National Union of Warehouse and General Workers
- Merged into: National Union of Distributive and Allied Workers
- Founded: 1911
- Dissolved: 1921
- Headquarters: Spekeland Buildings, 22 Canning Place, Liverpool
- Location: United Kingdom;
- Key people: William Albert Robinson (Gen Sec)
- Affiliations: TUC, NTWF

= National Union of Warehouse and General Workers =

Former trade union of the United Kingdom

The National Union of Warehouse and General Workers was a trade union representing workers, mostly in commercial warehouses, in the United Kingdom.

The union was founded in 1911 when six local unions in Liverpool and Manchester merged, forming the Amalgamated General and Warehouse Workers' Union. Although the majority of members worked in commercial warehouses, one of the founding unions included tobacco workers, who also transferred to the new union.
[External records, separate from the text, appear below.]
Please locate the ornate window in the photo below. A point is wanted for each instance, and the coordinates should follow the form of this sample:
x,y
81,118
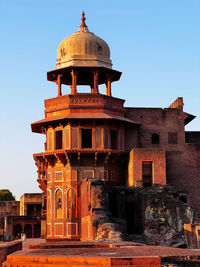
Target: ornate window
x,y
71,203
58,204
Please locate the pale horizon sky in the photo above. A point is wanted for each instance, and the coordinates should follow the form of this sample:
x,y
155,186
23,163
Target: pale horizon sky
x,y
154,43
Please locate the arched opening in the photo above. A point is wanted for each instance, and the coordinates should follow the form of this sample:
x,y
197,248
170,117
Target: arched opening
x,y
85,80
155,139
17,230
58,204
37,230
183,198
71,203
28,230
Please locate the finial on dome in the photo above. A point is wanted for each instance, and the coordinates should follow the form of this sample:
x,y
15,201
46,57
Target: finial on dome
x,y
83,20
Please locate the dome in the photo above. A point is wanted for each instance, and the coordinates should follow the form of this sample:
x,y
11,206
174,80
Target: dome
x,y
84,49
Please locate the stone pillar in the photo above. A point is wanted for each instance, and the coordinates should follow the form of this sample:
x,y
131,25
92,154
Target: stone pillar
x,y
74,83
59,84
96,82
32,225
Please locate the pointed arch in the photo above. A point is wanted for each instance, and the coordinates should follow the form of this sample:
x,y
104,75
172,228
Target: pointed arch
x,y
155,139
59,203
71,203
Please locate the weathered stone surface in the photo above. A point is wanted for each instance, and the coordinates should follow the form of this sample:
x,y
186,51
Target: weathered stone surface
x,y
165,216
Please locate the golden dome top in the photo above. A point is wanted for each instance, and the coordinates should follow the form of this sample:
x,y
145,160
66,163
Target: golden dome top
x,y
84,49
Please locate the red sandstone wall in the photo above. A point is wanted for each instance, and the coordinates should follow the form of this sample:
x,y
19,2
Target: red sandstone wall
x,y
137,156
160,121
183,172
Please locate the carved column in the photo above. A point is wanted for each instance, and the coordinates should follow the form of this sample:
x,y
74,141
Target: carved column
x,y
74,83
59,84
96,82
108,88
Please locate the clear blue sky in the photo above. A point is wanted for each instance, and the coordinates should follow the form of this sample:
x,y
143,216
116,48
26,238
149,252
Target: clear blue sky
x,y
155,43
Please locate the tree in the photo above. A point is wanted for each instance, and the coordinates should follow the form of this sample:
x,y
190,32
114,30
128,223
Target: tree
x,y
6,195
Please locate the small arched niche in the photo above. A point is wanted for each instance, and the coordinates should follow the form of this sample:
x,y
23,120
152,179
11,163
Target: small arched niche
x,y
155,139
85,81
58,204
71,203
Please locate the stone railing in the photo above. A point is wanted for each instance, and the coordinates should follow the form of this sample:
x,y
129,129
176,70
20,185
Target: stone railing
x,y
7,248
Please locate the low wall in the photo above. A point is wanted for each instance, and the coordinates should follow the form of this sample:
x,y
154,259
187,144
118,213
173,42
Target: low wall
x,y
7,248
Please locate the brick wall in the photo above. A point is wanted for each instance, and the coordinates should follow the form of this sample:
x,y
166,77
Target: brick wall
x,y
160,121
156,156
8,248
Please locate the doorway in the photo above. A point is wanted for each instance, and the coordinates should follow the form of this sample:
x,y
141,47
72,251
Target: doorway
x,y
147,170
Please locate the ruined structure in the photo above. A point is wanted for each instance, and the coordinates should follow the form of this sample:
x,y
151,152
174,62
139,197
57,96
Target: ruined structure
x,y
107,169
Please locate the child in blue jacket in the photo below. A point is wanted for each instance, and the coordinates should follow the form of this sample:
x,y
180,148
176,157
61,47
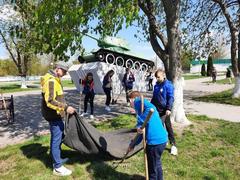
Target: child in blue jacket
x,y
156,135
163,98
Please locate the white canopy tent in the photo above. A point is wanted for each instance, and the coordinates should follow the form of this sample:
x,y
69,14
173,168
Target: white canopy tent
x,y
99,69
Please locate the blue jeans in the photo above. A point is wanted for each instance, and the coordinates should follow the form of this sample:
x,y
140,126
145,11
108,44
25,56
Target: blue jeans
x,y
154,153
56,129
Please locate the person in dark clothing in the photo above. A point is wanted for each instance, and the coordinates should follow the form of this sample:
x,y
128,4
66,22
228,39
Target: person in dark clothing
x,y
88,91
127,82
53,110
150,80
214,75
156,135
107,87
163,98
229,75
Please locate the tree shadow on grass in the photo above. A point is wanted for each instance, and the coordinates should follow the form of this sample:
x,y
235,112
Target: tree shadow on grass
x,y
97,168
101,170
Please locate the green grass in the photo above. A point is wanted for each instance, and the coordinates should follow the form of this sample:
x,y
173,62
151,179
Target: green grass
x,y
208,149
16,87
194,76
224,97
222,81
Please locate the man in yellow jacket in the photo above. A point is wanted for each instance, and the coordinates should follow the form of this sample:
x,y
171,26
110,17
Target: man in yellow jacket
x,y
53,109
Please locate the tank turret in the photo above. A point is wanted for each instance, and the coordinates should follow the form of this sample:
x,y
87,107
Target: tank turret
x,y
115,51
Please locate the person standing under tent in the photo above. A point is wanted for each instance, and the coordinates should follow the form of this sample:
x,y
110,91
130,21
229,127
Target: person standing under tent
x,y
163,98
88,91
156,135
150,80
127,82
107,87
53,109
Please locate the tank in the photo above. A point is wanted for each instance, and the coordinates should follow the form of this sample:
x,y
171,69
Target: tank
x,y
115,51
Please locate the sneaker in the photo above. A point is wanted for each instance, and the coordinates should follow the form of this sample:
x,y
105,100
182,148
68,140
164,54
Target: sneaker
x,y
174,150
83,114
107,108
62,171
64,160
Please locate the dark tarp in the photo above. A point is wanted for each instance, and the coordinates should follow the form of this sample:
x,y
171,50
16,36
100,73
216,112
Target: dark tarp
x,y
86,139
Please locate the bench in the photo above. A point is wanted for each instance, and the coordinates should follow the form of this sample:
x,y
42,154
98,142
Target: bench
x,y
7,105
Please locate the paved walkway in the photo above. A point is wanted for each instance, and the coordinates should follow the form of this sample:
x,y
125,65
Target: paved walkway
x,y
29,122
198,87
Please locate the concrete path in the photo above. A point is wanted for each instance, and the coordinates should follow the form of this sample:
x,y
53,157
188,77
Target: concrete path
x,y
199,87
29,122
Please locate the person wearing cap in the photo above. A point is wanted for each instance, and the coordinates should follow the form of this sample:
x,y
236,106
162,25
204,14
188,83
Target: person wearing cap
x,y
53,109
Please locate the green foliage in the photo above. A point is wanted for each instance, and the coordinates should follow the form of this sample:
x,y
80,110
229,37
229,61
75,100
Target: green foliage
x,y
224,97
208,149
203,70
8,68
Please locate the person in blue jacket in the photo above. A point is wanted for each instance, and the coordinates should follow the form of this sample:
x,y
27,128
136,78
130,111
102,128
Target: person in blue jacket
x,y
163,98
127,82
156,135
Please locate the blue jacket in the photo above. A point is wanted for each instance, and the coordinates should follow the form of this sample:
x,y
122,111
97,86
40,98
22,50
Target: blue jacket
x,y
163,96
155,132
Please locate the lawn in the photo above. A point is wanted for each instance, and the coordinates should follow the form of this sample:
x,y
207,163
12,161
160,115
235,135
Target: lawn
x,y
222,81
224,97
193,76
208,149
16,87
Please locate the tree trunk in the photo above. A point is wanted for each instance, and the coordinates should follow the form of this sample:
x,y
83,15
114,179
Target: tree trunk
x,y
172,10
23,82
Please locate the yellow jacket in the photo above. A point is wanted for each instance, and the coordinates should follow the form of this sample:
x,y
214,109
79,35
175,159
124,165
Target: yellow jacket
x,y
53,103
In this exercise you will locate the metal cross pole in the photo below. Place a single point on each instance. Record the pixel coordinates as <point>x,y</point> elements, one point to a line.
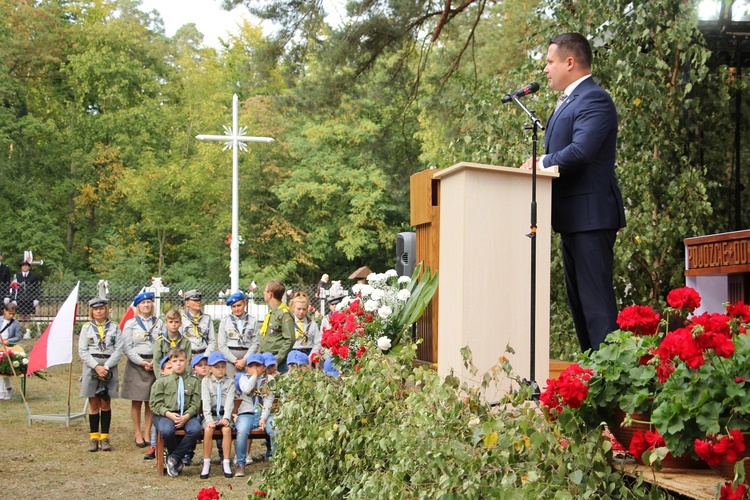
<point>234,138</point>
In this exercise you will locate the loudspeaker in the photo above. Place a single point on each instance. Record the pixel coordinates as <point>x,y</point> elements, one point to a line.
<point>406,253</point>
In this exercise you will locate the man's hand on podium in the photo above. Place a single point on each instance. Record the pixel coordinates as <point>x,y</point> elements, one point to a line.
<point>540,166</point>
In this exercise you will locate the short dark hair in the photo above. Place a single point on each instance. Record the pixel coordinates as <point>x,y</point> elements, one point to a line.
<point>576,45</point>
<point>276,288</point>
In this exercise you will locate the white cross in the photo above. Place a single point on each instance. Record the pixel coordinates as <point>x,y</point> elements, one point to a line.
<point>235,139</point>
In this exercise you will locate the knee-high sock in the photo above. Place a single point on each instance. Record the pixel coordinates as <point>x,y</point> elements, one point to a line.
<point>94,422</point>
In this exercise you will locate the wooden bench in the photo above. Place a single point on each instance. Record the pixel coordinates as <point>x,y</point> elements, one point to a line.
<point>180,433</point>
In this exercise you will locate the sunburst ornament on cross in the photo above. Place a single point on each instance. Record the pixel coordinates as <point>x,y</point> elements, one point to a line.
<point>235,139</point>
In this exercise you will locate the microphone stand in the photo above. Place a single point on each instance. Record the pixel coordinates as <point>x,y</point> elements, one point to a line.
<point>534,127</point>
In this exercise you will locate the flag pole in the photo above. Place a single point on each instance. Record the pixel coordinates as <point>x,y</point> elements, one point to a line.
<point>70,366</point>
<point>58,333</point>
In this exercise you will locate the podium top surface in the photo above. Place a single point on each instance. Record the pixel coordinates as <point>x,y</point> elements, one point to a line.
<point>464,165</point>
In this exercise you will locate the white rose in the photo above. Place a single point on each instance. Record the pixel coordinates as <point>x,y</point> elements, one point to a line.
<point>384,343</point>
<point>384,312</point>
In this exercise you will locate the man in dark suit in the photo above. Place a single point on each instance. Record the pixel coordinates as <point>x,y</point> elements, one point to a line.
<point>27,293</point>
<point>587,207</point>
<point>4,276</point>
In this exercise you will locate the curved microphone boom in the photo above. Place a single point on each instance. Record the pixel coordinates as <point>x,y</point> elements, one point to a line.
<point>528,89</point>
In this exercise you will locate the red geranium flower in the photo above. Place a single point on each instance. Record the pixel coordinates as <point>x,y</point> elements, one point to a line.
<point>739,309</point>
<point>643,441</point>
<point>684,298</point>
<point>641,320</point>
<point>715,449</point>
<point>209,494</point>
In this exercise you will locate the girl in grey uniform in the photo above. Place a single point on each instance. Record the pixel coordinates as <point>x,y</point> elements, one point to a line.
<point>197,326</point>
<point>100,349</point>
<point>238,335</point>
<point>139,334</point>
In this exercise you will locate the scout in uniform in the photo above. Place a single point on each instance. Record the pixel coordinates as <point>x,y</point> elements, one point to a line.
<point>197,326</point>
<point>238,337</point>
<point>306,332</point>
<point>175,398</point>
<point>217,393</point>
<point>277,332</point>
<point>254,409</point>
<point>139,334</point>
<point>100,349</point>
<point>172,337</point>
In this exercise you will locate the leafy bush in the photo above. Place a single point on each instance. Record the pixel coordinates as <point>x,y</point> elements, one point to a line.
<point>390,429</point>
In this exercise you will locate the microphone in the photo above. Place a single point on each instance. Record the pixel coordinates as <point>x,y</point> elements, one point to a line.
<point>528,89</point>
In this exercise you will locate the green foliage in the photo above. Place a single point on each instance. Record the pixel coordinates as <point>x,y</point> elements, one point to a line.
<point>392,430</point>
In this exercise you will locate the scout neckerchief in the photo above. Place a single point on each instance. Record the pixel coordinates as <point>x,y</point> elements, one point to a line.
<point>301,328</point>
<point>101,330</point>
<point>172,342</point>
<point>218,398</point>
<point>7,325</point>
<point>181,395</point>
<point>195,325</point>
<point>267,320</point>
<point>150,337</point>
<point>246,319</point>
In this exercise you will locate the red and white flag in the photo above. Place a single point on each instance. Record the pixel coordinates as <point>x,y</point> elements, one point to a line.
<point>130,313</point>
<point>55,346</point>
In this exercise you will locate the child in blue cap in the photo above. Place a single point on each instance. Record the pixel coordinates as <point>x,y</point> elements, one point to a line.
<point>217,392</point>
<point>255,408</point>
<point>298,360</point>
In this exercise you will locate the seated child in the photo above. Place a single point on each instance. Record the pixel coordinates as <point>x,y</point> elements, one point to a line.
<point>298,360</point>
<point>171,338</point>
<point>165,368</point>
<point>255,407</point>
<point>176,397</point>
<point>271,373</point>
<point>218,392</point>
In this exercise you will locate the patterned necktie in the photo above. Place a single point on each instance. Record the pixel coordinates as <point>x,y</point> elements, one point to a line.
<point>561,100</point>
<point>181,394</point>
<point>218,398</point>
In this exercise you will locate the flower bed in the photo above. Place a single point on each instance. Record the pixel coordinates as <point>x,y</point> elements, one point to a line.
<point>682,375</point>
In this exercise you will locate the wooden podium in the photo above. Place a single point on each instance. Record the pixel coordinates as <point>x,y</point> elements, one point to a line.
<point>485,264</point>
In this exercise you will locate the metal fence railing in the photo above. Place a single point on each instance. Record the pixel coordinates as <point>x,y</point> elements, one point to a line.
<point>51,296</point>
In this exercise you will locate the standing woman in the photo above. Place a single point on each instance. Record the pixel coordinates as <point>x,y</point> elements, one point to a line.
<point>197,326</point>
<point>10,334</point>
<point>100,349</point>
<point>238,335</point>
<point>139,334</point>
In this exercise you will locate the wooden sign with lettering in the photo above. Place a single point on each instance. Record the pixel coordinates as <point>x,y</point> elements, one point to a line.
<point>726,253</point>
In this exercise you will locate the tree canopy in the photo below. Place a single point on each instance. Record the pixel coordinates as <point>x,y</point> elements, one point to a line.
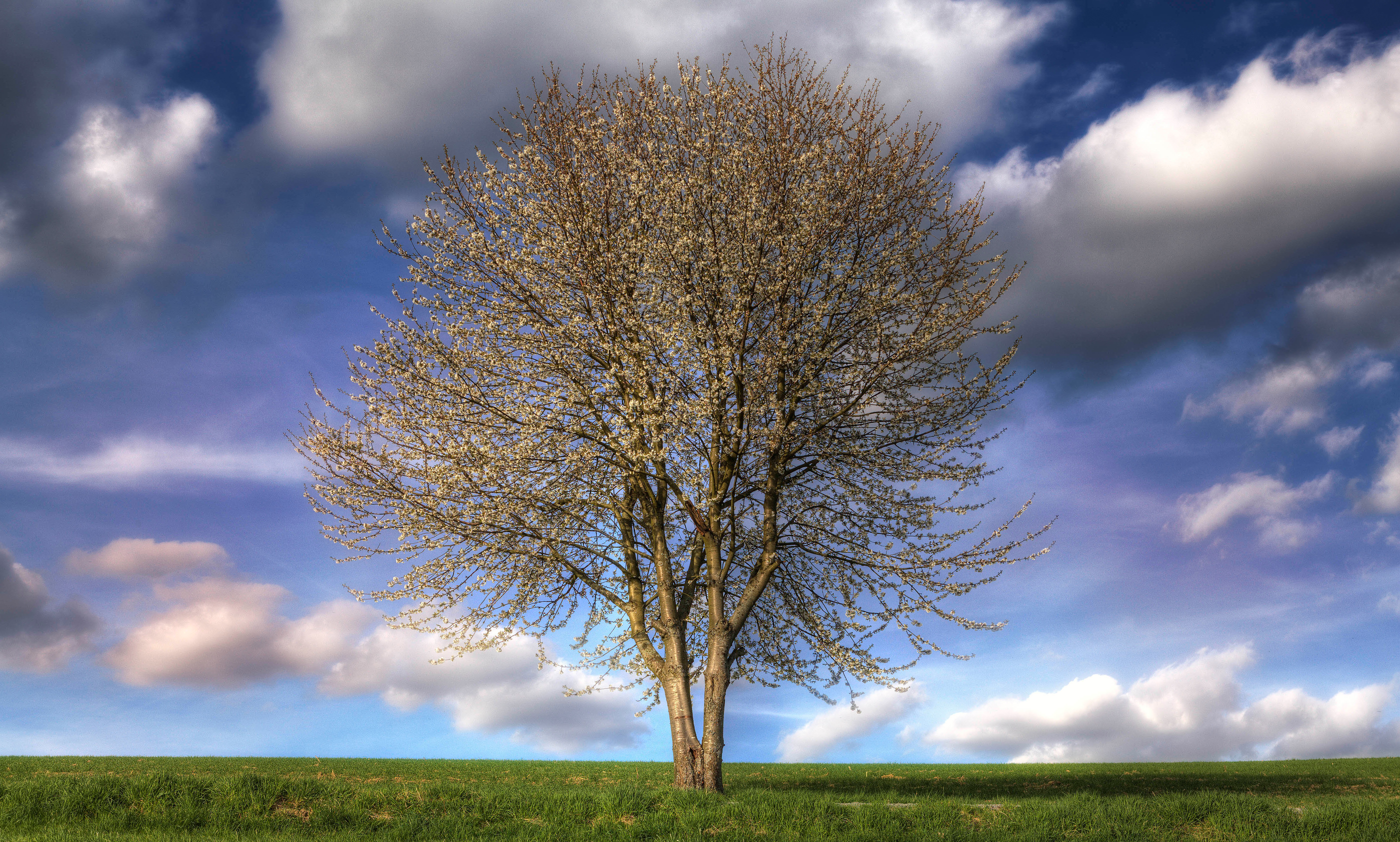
<point>684,369</point>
In 1913, the union renamed itself as the "National Union of Warehouse and General Workers".

The membership of the union varied considerably; it had 6,000 members on formation, but this fell to 4,000 the following year, before rising to 7,688 in 1915. It recruited huge numbers of members during World War I, and by 1920 claimed a membership of 96,000. It was particularly successful in recruiting toymakers, and by the end of the war, around 2,000 of its members worked in the sector.

At the start of 1921, the union merged with the Amalgamated Union of Co-operative Employees, forming the National Union of Distributive and Allied Workers.